Last week, in amongst a bit of a hosting problem, hill colouring went live on the cycle map. And it looks awesome!
Having something more pleasing than a flat grey background really helps put flesh on the skeleton of the contour lines, but it means that some stuff needs tweaking to fit. You can see the lovely new forest and wood styles on the image below – my very own forest pattern symbol, with a subtle green tinge and a solid border. The same area before can be found (here).
But wait – there’s more! In city centres, cycle routes can get quite complicated, and in some places have to go down one-way roads. You then end up with links that are only supposed to be followed in one direction – if you go the other way you might end up facing a no-entry sign (that you’re not really supposed to blithely ignore, politicians too for that matter). So you might end up with a confusing array of cycle routes, such as in central London:
… but no longer. The swiss-army-knife-like ‘relations’ to the rescue, which can give pointers as to which way you’re supposed to go. That gives us …

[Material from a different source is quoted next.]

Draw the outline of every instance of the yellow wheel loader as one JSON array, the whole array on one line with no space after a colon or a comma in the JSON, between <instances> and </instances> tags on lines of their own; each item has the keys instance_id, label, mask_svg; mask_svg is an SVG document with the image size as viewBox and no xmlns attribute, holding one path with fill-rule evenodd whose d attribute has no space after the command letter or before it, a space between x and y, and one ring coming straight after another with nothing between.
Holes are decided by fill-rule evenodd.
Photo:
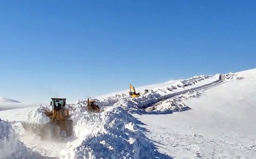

(Click the pictures for more detailed lovelyness!)
But wait, that’s not all. Maybe your area doesn’t have any signed cycle routes and no cycle paths either. Or maybe you’ve got both, and also want cycle lanes marked. A nice little bit of blue casing on either side of the road shows which streets have cycle lanes.
And finally, the icon wizardry of Matt Amos has helped me out with showing more useful points of interest – we now have drinking water locations shown (here in Trento, Italy):
… which are probably a better idea than going to a pub. But what’s better than going to a pub for a nice refreshing beer? Well a pub with free wifi, of course!
And there’s been a million and one places added to the cycle map too, but far, far too many for me to list here. Enjoy!